Accessing Databases using Python

Tanja Adžić
13 min readNov 27, 2023

--

In these notes, we will dive into fundamental concepts related to using Python to interact with databases. Using Jupyter Notebooks, we will explore how to create tables, load data, execute SQL queries, and leverage the analytical capabilities of Python to gain insights from our data.

Photo by Growtika on Unsplash

How to access databases using Python?

There are a lot of benefits of Python when it commes to database programming. The Python Ecosystem is rich, and it provides easy to use tools for Data Science, like: pandas, NumPy, SciPy, matplotlib, Scikit-Learn and many others. Python is open-source, ant it is ported to many platforms.
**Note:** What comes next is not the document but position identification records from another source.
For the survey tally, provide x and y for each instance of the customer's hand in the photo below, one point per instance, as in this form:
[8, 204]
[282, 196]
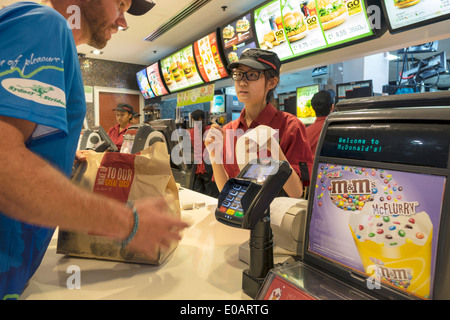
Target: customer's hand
[157, 229]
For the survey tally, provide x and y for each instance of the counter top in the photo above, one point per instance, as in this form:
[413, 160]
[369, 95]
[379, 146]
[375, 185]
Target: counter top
[204, 266]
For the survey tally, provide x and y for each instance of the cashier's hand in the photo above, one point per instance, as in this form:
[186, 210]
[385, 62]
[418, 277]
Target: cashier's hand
[81, 155]
[156, 228]
[214, 143]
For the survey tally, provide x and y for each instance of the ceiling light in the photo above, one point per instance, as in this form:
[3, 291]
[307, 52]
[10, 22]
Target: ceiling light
[391, 57]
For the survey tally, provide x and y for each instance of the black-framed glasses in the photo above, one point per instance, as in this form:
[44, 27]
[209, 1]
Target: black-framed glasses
[249, 75]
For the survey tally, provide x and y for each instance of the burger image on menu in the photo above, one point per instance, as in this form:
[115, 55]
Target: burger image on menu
[187, 69]
[175, 71]
[228, 32]
[242, 25]
[405, 3]
[295, 26]
[332, 13]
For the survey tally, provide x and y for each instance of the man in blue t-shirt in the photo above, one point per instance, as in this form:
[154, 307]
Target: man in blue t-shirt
[42, 108]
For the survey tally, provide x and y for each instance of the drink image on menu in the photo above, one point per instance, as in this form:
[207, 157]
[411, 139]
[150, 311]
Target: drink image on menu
[405, 3]
[332, 13]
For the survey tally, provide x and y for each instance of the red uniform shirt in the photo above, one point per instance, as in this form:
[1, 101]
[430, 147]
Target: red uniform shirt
[199, 153]
[116, 135]
[314, 131]
[291, 135]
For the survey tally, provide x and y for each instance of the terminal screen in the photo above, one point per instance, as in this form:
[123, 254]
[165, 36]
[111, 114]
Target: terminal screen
[380, 223]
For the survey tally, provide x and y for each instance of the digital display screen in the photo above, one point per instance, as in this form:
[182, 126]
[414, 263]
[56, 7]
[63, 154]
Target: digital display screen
[415, 144]
[208, 58]
[144, 85]
[293, 28]
[352, 90]
[407, 14]
[180, 71]
[155, 80]
[304, 109]
[218, 104]
[237, 36]
[380, 223]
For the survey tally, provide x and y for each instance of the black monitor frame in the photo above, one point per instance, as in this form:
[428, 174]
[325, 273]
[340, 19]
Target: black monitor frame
[428, 115]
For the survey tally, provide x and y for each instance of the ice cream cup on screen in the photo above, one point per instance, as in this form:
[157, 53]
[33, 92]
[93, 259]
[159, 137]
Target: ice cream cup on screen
[395, 248]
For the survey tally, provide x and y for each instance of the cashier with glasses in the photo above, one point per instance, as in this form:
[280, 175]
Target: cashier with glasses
[256, 75]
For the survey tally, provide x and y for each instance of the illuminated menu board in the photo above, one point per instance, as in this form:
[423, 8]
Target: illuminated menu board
[208, 58]
[144, 85]
[293, 28]
[237, 36]
[407, 14]
[304, 108]
[180, 71]
[155, 80]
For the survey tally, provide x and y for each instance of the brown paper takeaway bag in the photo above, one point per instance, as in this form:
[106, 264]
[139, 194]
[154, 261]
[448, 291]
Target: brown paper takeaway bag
[123, 177]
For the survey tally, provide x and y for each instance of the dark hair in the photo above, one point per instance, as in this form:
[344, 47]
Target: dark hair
[198, 114]
[322, 102]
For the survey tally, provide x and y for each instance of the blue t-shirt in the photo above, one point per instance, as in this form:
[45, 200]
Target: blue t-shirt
[40, 81]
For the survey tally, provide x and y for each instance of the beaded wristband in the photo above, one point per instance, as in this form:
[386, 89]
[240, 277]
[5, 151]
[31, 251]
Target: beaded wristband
[135, 227]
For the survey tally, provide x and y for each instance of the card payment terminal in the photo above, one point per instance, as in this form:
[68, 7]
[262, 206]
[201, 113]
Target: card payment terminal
[245, 203]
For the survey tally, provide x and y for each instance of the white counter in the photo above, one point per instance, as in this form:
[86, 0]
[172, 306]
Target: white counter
[204, 266]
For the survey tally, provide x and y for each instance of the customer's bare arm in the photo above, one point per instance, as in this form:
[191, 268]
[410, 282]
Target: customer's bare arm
[35, 192]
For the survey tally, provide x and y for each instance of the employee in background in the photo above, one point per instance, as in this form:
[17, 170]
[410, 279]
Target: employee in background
[124, 114]
[201, 173]
[256, 75]
[39, 136]
[136, 118]
[323, 104]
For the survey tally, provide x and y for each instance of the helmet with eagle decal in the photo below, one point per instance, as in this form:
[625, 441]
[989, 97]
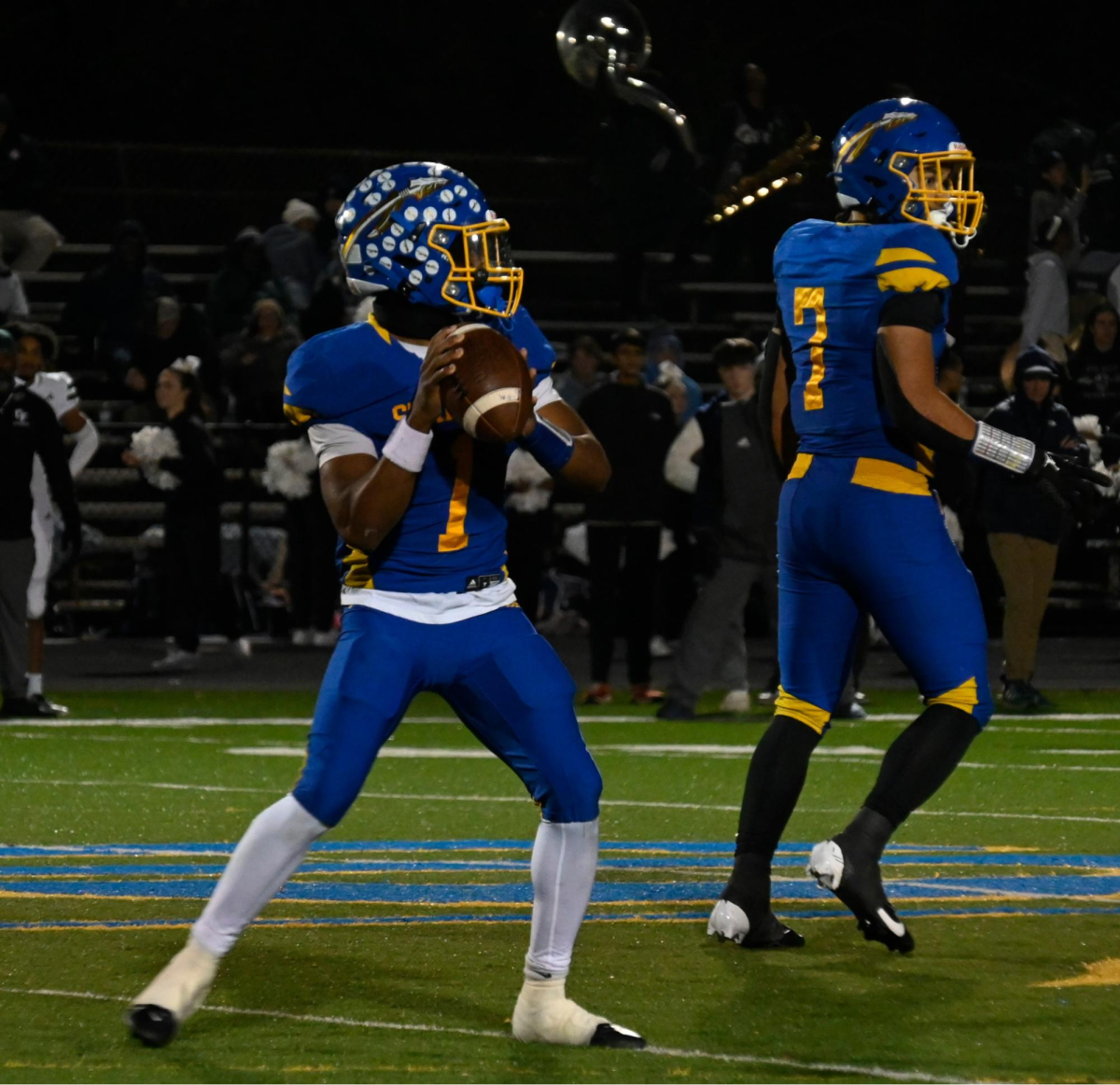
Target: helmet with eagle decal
[903, 160]
[425, 232]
Python offers robust support for relational database systems, simplifying the process of accessing databases through the Python Database API, often referred to as the DB API. Extensive and well-documented resources related to Python database interactions are readily accessible, making it user-friendly and efficient for developers to work with databases using Python.

Notebooks

In the field of Data Science, notebooks are quite popular. These interfaces operate within an environment that facilitates document creation and sharing, incorporating live code, equations, visualizations, and explanatory text seamlessly. A notebook interface serves as a virtual programming environment, with examples like Mathematica, Maple, Matlab, IPython Jupyter, R Markdown, Apache Zeppelin, Apache Spark, Databricks cloud, and more.

The Jupyter notebook stands as an open-source web application facilitating the creation and distribution of documents comprising live code, equations, visualizations, and narrative text. Jupyter offers numerous advantages:

  • Support for over 40 programming languages, including Python, R, Julia, and Scala.
  • Seamless sharing of notebooks via email, Dropbox, GitHub, and the Jupyter notebook viewer.
  • Capabilities to generate interactive outputs encompassing HTML, images, videos, LaTeX, and customizable data types.
  • Integration with big data tools like Apache Spark, accessible through Python, R, and Scala, alongside data exploration using libraries such as pandas, Scikit-Learn, ggplot2, and TensorFlow.
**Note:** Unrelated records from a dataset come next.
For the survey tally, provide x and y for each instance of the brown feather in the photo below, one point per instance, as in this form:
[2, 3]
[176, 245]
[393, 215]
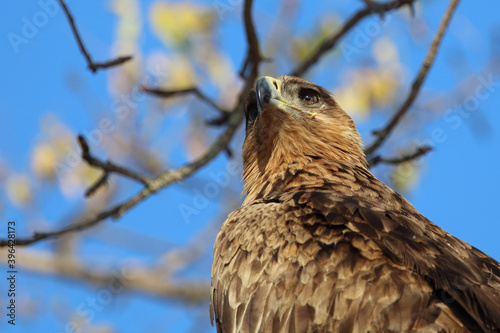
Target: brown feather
[320, 245]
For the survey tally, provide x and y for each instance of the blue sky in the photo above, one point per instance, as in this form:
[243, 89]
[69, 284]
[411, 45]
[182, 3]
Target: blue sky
[457, 186]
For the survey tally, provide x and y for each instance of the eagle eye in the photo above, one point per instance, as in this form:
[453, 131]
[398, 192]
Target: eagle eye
[251, 113]
[308, 96]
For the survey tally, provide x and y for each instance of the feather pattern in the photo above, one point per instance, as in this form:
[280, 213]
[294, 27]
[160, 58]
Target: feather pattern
[320, 245]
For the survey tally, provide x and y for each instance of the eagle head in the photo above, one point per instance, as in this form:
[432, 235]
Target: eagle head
[289, 123]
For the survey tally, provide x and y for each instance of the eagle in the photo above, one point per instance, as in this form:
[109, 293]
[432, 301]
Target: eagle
[321, 245]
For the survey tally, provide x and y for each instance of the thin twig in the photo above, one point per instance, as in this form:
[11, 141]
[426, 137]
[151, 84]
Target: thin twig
[141, 279]
[329, 43]
[179, 92]
[103, 181]
[253, 57]
[93, 66]
[109, 167]
[418, 82]
[398, 160]
[166, 178]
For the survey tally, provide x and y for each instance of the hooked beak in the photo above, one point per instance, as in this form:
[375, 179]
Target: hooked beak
[267, 90]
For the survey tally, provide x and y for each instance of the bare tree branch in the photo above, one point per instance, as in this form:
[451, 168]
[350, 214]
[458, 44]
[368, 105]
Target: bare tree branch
[253, 57]
[398, 160]
[418, 82]
[170, 176]
[132, 279]
[93, 66]
[329, 43]
[109, 167]
[171, 93]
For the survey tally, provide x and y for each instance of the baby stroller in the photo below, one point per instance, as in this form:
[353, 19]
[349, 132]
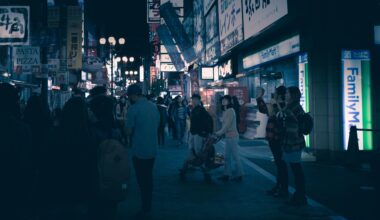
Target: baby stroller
[206, 160]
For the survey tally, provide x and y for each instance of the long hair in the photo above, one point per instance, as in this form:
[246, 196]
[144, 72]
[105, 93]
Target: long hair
[230, 104]
[295, 94]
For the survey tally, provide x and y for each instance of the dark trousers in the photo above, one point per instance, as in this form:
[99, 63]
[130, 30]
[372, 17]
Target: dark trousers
[161, 135]
[282, 171]
[144, 175]
[299, 179]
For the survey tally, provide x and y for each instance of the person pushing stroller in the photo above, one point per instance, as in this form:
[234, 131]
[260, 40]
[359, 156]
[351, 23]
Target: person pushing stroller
[201, 127]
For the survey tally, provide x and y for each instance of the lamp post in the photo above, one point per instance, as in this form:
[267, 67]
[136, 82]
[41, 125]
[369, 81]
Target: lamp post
[112, 43]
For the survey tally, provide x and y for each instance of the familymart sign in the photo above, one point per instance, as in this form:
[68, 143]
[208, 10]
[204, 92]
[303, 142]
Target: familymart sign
[357, 96]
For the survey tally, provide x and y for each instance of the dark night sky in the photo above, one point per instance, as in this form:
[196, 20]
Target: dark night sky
[123, 18]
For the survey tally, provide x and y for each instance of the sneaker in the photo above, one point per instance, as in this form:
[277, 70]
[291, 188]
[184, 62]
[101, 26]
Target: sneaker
[272, 191]
[223, 178]
[237, 179]
[282, 194]
[297, 201]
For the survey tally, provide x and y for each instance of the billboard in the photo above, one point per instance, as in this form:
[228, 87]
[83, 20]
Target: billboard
[230, 24]
[14, 25]
[357, 109]
[153, 11]
[260, 14]
[26, 59]
[74, 37]
[303, 85]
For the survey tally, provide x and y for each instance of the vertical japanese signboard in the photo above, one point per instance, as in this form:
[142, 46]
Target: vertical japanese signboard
[199, 25]
[303, 85]
[153, 11]
[259, 14]
[357, 96]
[14, 25]
[230, 24]
[212, 36]
[26, 60]
[74, 37]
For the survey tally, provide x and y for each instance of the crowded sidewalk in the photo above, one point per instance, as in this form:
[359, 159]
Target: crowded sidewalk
[196, 199]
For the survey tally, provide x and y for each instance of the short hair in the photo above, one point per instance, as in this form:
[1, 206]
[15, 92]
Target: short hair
[134, 89]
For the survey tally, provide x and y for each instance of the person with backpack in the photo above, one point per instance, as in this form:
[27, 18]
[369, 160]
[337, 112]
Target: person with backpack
[110, 177]
[201, 126]
[142, 123]
[276, 104]
[163, 120]
[293, 142]
[231, 134]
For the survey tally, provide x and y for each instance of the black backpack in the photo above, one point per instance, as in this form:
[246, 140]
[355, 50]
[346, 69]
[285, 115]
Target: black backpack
[305, 123]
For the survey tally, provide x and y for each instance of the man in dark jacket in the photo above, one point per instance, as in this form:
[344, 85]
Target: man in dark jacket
[201, 125]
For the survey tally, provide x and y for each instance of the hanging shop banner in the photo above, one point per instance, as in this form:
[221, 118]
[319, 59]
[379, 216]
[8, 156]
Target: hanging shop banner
[259, 14]
[357, 96]
[303, 85]
[26, 59]
[225, 70]
[175, 3]
[212, 36]
[207, 73]
[74, 37]
[53, 17]
[230, 24]
[207, 4]
[284, 48]
[14, 25]
[153, 12]
[199, 28]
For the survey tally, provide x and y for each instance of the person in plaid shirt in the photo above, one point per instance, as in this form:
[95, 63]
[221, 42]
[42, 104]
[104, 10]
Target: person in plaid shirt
[274, 138]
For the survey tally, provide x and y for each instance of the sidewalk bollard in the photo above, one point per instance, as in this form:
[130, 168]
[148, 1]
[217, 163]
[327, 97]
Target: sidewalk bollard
[352, 154]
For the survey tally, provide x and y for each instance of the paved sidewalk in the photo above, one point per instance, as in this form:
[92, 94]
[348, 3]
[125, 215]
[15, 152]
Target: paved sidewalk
[196, 199]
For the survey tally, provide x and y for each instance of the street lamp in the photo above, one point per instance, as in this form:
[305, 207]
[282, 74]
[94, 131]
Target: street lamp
[112, 43]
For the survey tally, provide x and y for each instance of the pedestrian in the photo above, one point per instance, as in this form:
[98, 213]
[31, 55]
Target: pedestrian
[231, 138]
[163, 120]
[271, 109]
[293, 142]
[236, 106]
[104, 128]
[67, 164]
[142, 123]
[201, 126]
[15, 156]
[179, 115]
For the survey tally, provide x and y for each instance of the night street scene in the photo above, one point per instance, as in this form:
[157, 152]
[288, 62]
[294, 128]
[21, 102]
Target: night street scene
[189, 110]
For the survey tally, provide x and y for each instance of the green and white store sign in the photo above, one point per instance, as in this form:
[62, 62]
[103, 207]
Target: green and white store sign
[357, 96]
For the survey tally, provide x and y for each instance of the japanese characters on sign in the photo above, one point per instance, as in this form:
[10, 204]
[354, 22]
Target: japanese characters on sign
[26, 60]
[153, 11]
[74, 37]
[230, 24]
[212, 36]
[207, 4]
[259, 14]
[14, 25]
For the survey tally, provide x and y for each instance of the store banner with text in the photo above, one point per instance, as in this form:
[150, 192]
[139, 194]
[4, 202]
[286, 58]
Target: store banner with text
[259, 14]
[230, 24]
[14, 25]
[357, 108]
[74, 37]
[26, 60]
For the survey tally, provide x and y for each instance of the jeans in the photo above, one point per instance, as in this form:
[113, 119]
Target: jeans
[232, 152]
[161, 135]
[144, 176]
[180, 127]
[299, 179]
[282, 171]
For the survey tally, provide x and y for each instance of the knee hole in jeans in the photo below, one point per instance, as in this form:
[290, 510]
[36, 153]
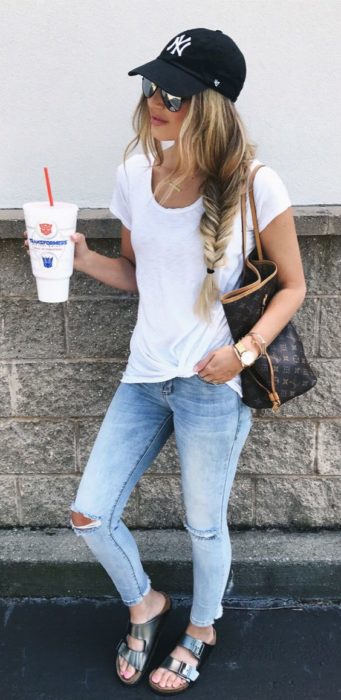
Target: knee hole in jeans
[210, 534]
[83, 522]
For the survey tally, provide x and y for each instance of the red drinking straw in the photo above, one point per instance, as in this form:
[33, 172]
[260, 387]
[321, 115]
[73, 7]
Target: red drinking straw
[48, 185]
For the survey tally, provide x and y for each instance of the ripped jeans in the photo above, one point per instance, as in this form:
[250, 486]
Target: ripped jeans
[211, 424]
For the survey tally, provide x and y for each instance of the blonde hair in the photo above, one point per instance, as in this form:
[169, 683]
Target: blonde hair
[212, 141]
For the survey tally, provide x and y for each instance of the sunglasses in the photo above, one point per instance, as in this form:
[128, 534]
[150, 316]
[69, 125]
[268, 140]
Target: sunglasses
[172, 102]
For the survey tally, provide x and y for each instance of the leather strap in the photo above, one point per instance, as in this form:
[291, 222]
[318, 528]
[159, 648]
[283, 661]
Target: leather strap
[273, 395]
[251, 178]
[134, 657]
[184, 670]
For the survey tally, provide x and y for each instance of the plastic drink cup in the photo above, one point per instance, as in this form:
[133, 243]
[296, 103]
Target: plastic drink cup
[51, 248]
The Basics of SQL APIs and Python DB APIs

Here is a breakdown of basic terminology and steps involving databases and Python:

  1. Understanding APIs: An Application Programming Interface (API) is a set of functions that provide access to specific services. In the context of databases, SQL APIs and Python DB APIs enable applications to interact with Database Management Systems (DBMS).
  2. SQL API: The SQL API is a collection of library function calls designed as an API for the DBMS. These functions allow application programs to communicate with the DBMS using SQL statements.
  3. Sending SQL Statements: To execute SQL statements within an application, you utilize the SQL API. The process involves constructing SQL statements as text strings in a buffer.
  4. Connecting to the DBMS: The application program initiates database access by calling one or more API functions to establish a connection with the DBMS. This connection serves as a bridge between the program and the database.
  5. Passing SQL Statements: Once connected, the program can use API calls to transmit SQL statements from the buffer to the DBMS for execution. These statements can include queries, updates, or any other SQL operation.
  6. Checking Status and Handling Errors: To ensure smooth execution, the application program utilizes API calls to monitor the status of its requests to the DBMS. In case of errors or exceptions, the API provides functions to handle and manage these issues.
  7. Disconnecting from the Database: After completing its tasks, the application program employs an API call to disconnect from the database. This ensures that the resources are properly released and the connection is terminated.

APIs used by popular SQL-based DBMS systems

This table lists various applications and their corresponding SQL APIs for connecting to different database systems:

APIs for SQL in different systems

Writing Code using DB-API

How exactly does the DB-API work? The user writes Python programs within a Jupyter notebook, and there’s a mechanism through which Python code communicates with the Database Management System (DBMS). This communication is facilitated by Python code that connects to the database using DB-API calls. DB-API stands for Python’s standard Application Programming Interface (API) for accessing relational databases. It serves as a universal standard, allowing you to write a single program capable of working with various types of relational databases, eliminating the need for separate programs for each database system. Learning the DB-API functions equips us with the knowledge to interact with any database using Python.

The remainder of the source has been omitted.